DATE: TUESDAY, June 1, 1993                   TAG: 9305290048
SECTION: CURRENT                    PAGE: NRV-2   EDITION: NEW RIVER VALLEY 
SOURCE: Robert Freis
DATELINE: LOS ANGELES                                LENGTH: Medium


ON DARING TO QUEST IN THE WEST

Newspaperman Horace Greeley issued the invitation well over a century ago. "Go west, young man," he said. "And grow with the country."

So I did. Go west, that is - for the first time in my life, barely in time to still qualify as a young man.

I've been out here for about three weeks. Even though I'll soon return home, it's been an enlightening trip and likely to stay with me for a long time.

My itinerary has put me in the hands and households of old friends, all Roanoke natives whose roots run deep in Virginia soil.

Yet, for various reasons, they've yanked up those roots and made the journey across the continent to begin anew - new lives, new jobs, new terrain.

Take my friend Norv, for example. Back in the late 1970s, he decided he'd had it with the East Coast and his probation officer. Like the pioneers and their Conestoga wagons, he piled his dog and everything else that would fit in a Volkswagen bug and drove to Oregon.

Fifteen years later, he's still there and he's not coming back.

Norv's a great guy: red-headed, hearty, full of enthusiasm and insight. He's a carpenter who hasn't lost his courtly Southern manner, although the no-frills Annie Oakleys he dates can't understand why he insists on holding doors for them.

He likes his new home in Eugene, Ore., because, like Roanoke, it's not too big, and it's green and comfortably surrounded by mountains.

My other friends also brought vestiges of home with them. There are pictures of relatives and maps of home on the walls.

Here, at my friend's condo in LA, is a doorstop that once was a metal water-meter cover in Blacksburg until she appropriated it for her own use.

Perhaps these keepsakes offer security and a sense of connection to their old lives back in Virginia. I suppose it helps them through the challenges they face in a new land.

I consider them to be courageous people. I don't have the fortitude to pull up stakes and leave my home. I wouldn't even be out here visiting if they weren't here.

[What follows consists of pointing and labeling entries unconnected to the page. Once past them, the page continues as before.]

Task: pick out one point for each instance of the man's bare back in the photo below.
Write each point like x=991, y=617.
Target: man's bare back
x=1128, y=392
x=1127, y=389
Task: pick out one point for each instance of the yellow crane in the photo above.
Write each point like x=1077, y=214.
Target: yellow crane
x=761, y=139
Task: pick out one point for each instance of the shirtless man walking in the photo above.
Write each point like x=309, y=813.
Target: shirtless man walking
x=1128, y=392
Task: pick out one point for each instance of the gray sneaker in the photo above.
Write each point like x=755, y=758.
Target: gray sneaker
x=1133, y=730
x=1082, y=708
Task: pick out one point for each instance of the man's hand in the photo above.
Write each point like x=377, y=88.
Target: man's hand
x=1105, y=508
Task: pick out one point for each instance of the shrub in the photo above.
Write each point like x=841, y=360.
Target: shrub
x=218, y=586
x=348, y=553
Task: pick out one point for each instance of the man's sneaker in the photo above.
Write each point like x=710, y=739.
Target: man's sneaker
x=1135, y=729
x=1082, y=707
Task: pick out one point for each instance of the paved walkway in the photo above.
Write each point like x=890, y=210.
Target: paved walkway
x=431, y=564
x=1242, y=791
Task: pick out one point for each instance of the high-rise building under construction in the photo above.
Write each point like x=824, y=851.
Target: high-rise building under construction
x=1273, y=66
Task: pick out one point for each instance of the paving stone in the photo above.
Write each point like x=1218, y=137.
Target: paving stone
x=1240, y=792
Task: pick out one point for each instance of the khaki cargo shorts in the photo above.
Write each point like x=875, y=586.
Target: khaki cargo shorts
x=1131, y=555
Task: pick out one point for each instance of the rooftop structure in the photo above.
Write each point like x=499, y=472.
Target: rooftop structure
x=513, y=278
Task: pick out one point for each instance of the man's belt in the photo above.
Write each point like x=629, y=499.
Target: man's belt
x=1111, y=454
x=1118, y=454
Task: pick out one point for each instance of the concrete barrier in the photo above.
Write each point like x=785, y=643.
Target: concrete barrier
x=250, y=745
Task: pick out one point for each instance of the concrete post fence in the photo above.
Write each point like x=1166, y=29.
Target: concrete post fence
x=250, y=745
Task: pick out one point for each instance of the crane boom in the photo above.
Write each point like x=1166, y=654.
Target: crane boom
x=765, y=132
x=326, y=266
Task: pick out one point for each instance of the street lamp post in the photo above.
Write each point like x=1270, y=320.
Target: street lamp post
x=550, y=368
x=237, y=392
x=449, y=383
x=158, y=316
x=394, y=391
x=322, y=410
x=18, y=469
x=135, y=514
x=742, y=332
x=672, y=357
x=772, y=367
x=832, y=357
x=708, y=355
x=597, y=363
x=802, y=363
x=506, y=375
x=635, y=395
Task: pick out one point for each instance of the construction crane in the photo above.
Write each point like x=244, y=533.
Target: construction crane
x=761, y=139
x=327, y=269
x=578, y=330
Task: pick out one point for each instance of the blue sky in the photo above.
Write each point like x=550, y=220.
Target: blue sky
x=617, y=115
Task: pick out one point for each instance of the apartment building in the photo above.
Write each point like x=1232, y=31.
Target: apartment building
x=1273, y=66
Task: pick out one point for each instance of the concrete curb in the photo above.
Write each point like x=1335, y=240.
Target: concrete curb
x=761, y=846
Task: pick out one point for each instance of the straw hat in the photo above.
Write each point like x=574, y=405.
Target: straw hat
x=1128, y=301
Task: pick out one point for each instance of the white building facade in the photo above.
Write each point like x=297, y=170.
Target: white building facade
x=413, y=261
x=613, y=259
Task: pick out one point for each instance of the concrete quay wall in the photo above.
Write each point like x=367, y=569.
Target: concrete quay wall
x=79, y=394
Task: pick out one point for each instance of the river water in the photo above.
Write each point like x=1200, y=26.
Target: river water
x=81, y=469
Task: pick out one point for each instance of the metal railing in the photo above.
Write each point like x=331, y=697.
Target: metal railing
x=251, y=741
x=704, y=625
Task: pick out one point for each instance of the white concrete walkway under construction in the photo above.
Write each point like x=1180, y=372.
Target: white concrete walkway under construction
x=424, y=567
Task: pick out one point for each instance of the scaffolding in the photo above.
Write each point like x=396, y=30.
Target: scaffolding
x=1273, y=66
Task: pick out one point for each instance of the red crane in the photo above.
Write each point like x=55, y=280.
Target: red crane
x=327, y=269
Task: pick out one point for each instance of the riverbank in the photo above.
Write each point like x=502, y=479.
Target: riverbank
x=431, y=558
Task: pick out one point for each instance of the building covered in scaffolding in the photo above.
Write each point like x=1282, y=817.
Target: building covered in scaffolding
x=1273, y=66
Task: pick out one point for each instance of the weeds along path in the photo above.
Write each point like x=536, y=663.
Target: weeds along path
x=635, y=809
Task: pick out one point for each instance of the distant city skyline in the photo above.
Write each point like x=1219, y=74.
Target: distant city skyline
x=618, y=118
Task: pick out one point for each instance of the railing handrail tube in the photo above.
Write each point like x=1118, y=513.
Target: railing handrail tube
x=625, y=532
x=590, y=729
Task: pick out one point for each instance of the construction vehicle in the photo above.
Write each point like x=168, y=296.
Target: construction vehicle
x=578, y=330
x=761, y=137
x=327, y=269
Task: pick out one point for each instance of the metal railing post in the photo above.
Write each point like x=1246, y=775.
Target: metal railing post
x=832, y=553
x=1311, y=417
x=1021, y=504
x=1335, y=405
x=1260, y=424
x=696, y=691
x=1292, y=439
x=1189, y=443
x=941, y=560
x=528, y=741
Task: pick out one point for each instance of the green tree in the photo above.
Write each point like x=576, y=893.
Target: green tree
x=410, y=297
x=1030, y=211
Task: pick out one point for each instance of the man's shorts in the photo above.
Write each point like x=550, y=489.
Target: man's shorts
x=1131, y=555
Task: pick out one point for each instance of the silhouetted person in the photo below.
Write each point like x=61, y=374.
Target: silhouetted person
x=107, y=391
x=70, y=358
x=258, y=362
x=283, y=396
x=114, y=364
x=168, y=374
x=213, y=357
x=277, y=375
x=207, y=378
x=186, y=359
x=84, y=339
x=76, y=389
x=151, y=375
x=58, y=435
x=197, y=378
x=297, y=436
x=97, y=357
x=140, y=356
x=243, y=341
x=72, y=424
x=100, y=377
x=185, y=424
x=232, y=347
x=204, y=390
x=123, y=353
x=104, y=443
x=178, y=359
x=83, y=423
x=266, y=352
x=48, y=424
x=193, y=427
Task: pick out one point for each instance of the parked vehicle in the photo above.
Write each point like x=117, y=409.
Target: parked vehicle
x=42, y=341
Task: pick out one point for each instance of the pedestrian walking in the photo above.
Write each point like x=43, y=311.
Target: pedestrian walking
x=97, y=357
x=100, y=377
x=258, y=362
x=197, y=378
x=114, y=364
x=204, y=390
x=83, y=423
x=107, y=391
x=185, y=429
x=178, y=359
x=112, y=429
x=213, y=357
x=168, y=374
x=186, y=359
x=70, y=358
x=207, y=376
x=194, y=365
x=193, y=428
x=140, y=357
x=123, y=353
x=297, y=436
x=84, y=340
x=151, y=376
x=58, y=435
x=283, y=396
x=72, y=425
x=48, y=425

You see, it's not just the physical distance across the continent that's so imposing. Coming out here is a very personal journey, too, and you must face up to being a stranger in a strange land.

My Western friends have had the guts to define themselves, to take stock, discard the old, accept the new and move forward. Their pioneering spirit extends inward.

All of us, at some point in our lives, dream of such a journey. Yet how many are willing to accept the uncertainty, the hardship and the privation?

For the faint of heart, security soon gives way to yearning and the inevitable question: What if . . . ?

Then it's time to circle the wagons.

I know someone who is undertaking a physical and spiritual pilgrimage on the East Coast. She's my friend and colleague, Melissa DeVaughn, who's hiking her way north along the Appalachian Trail.

For Melissa, I'm bringing home two souvenirs: one film canister of water from the Pacific Ocean, and another filled with earth from the Pacific Crest Trail, the Appalachian Trail's western counterpart.

I'm going to mail them to her and she's free to mix them together into some sort of potion, an elixir of new journeys to come. Melissa's never been out west, but I'll bet some day she makes the trip.

She understands, as my Western friends do, as the pioneers did, that you have to be willing to risk and change and adapt - without sacrificing where you came from - if you want to see new horizons.

That's what I've realized from my trip. That's what going west, and growing with the country, is all about.

Robert Freis, a New River Valley bureau reporter, is vacationing on the West Coast.